Os conselhos de administração dos bancos têm, geralmente, ampla autonomia para decidir de quem poderão recuperar bônus – essencialmente qualquer pessoa com bonificações diferidas pendentes – e sobre os valores dos quais poderão se reapossar. Especialistas em remuneração dizem que a redução mais comum é a de 10 a 20%, dependendo do grau de responsabilidade e da gravidade do delito.
Eles citam uma série de gatilhos potenciais necessários para desencadear uma medida de retomada, entre os quais acusações de descumprimentos na área de conformidade e de governança, de multas regulatórias e de vendas fraudulentas – essencialmente qualquer coisa que tenha um impacto financeiro significativo sobre os resultados de uma empresa.
A Mercer destaca que os bônus podem ter seu resgate solicitado em decorrência de descumprimentos individuais, da divisão ou do grupo. Os funcionários individuais tendem a ser os mais atingidos se infringirem o código de conduta ou as regras de conformidade do banco, ou se tiverem sido os responsáveis por prejuízos específicos.
Más condutas individuais também podem desencadear reapreensões mais amplas. Um exemplo recente é o suposto escândalo de transação não autorizada de US$ 2,25 bilhões do UBS. Isso não apenas levou a um fundo total de bônus muito mais baixo para todos os dirigentes de banco de investimentos do UBS como fez com que o banco suíço se reapoderasse de bonificações diferidas em ações concedidas a um grupo de corretores, demitidos em decorrência do episódio.
Normalmente os bancos tentam reduzir os bônus pendentes concedidos para o ano no qual a falha de conduta ocorreu. No entanto, mesmo anos depois do episódio os conselhos de administração podem retomar bônus indevidos concedidos em momento posterior.
O inglês HSBC, por exemplo, está estudando a possibilidade de retomar não menos que 2 milhões de libras esterlinas em ações indevidas concedidas a Michael Geoghegan, ex-principal executivo, e a Sandy Flockhart, ex-diretora da divisão mexicana, em 2010, embora as falhas de conduta tenham ocorrido num período prolongado, que remonta a 2002.

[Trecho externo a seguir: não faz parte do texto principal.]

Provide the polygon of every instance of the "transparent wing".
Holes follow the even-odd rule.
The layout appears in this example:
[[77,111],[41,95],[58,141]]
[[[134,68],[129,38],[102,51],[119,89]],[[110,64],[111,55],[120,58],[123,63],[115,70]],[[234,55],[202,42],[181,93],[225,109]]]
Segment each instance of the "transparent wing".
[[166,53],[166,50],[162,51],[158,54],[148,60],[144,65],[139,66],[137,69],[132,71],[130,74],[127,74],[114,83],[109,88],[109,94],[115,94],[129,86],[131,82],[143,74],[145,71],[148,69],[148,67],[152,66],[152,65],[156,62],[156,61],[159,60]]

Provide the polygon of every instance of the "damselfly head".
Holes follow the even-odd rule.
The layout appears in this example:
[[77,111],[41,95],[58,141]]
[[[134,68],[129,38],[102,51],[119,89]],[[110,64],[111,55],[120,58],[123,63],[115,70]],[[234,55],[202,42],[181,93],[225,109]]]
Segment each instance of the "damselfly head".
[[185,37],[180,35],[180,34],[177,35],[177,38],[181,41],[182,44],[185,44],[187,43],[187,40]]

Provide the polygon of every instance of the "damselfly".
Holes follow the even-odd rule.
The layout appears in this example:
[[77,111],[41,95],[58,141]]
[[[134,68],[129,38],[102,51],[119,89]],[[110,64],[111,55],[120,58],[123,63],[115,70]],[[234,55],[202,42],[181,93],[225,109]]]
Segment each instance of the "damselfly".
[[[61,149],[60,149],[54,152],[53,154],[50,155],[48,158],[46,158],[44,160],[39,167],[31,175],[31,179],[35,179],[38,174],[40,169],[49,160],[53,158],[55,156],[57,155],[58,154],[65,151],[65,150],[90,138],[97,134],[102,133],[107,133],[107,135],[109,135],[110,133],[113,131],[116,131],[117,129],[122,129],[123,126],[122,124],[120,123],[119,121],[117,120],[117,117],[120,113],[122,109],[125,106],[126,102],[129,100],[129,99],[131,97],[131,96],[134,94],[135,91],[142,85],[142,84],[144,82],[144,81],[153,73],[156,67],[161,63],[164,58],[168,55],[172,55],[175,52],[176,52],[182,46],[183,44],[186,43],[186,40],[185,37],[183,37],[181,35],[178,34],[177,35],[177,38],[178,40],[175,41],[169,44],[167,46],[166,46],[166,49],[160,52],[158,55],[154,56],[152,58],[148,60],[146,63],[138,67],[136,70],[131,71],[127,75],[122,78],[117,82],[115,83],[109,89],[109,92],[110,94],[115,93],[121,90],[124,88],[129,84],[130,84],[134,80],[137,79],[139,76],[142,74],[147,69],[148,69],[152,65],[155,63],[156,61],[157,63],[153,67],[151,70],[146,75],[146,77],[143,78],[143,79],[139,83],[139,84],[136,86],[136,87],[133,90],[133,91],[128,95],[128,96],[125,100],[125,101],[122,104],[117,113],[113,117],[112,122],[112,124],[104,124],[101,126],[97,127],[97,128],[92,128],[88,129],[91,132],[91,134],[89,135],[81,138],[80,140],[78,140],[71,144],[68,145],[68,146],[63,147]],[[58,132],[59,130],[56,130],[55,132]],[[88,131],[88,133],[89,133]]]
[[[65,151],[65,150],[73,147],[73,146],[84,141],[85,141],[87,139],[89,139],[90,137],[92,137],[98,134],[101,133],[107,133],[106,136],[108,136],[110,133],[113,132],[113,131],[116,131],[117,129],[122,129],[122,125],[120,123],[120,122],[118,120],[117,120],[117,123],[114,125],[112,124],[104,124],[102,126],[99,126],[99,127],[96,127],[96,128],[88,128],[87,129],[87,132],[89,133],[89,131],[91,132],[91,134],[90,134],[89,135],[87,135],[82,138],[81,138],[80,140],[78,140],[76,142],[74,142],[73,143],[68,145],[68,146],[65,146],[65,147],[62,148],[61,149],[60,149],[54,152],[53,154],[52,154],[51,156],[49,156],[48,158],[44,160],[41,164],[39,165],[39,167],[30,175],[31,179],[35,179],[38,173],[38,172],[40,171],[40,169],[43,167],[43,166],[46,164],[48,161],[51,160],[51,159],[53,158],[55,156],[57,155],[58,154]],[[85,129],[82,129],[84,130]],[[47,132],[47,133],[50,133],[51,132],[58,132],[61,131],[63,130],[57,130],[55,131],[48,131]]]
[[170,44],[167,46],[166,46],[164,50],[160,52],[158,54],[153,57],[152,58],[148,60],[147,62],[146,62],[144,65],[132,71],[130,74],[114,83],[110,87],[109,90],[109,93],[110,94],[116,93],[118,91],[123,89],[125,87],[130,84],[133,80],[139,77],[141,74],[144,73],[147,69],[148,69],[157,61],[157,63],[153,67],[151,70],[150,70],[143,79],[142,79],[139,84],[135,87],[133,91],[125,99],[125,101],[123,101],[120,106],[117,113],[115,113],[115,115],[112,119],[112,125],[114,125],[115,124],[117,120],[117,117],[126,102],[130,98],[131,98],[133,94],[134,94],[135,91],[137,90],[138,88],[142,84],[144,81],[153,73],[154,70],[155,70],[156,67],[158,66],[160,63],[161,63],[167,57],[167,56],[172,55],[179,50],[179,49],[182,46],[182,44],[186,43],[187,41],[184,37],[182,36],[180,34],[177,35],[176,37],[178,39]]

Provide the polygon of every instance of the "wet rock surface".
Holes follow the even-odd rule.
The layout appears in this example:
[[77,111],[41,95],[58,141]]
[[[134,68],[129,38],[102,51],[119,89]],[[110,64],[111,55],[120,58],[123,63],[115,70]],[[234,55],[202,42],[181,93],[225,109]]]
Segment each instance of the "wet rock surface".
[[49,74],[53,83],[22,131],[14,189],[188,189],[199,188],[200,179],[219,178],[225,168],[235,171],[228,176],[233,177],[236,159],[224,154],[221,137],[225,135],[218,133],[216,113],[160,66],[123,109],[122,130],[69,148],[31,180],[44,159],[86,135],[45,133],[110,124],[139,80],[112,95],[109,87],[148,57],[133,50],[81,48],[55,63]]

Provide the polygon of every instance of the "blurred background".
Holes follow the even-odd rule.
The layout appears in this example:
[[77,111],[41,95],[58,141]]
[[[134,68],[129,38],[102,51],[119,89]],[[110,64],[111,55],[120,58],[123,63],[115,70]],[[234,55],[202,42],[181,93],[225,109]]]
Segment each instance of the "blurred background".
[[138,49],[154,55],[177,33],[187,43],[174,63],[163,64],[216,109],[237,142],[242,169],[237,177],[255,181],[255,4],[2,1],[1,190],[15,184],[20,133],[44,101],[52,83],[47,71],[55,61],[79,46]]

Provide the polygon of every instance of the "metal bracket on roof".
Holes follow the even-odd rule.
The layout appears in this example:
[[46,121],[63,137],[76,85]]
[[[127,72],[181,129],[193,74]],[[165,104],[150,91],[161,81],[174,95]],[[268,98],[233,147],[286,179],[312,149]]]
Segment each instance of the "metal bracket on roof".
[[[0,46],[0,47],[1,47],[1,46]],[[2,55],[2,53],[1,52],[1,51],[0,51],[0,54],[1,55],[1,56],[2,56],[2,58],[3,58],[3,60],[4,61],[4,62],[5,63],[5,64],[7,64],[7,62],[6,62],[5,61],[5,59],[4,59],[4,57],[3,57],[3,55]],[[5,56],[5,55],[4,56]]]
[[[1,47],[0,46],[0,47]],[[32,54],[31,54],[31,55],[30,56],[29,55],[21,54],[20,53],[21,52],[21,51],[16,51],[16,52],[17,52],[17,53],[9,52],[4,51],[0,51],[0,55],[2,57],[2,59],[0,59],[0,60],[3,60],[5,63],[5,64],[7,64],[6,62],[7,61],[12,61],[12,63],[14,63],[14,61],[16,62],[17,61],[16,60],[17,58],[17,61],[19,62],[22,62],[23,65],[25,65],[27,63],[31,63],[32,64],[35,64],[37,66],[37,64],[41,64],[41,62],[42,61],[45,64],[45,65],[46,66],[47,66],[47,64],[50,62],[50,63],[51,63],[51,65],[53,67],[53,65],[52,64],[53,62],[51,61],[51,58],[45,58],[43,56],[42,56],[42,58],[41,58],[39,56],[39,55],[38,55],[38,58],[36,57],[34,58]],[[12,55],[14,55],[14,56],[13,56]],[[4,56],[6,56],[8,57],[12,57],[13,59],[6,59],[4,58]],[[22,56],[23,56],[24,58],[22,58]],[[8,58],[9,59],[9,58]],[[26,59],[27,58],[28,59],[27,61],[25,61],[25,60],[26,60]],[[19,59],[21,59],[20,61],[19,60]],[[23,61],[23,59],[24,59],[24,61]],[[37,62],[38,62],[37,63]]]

No mesmo sentido o Lloyds Banking Group solicitou a devolução de parte dos bônus concedidos em 2010 a Eric Daniels, ex-principal executivo, e a um grupo de outros ex-diretores, por seu papel na venda fraudulenta de seguros de proteção a pagamentos – a pior das quais ocorreu antes de 2009. O Lloyds também negou a Daniels e a outros ex-diretores 2 milhões de libras esterlinas em bônus que deveriam ser pagos após a integração do HBOS, embora as metas tenham sido cumpridas.
“As normas não são totalmente objetivas”, diz um consultor em remuneração. “Os conselhos de administração precisam demonstrar que estão agindo com bom senso…, mas sua forma de pensar está mudando, no geral. Eles reconhecem que podem ter de se pautar menos por normas e fazer o que têm de fazer.”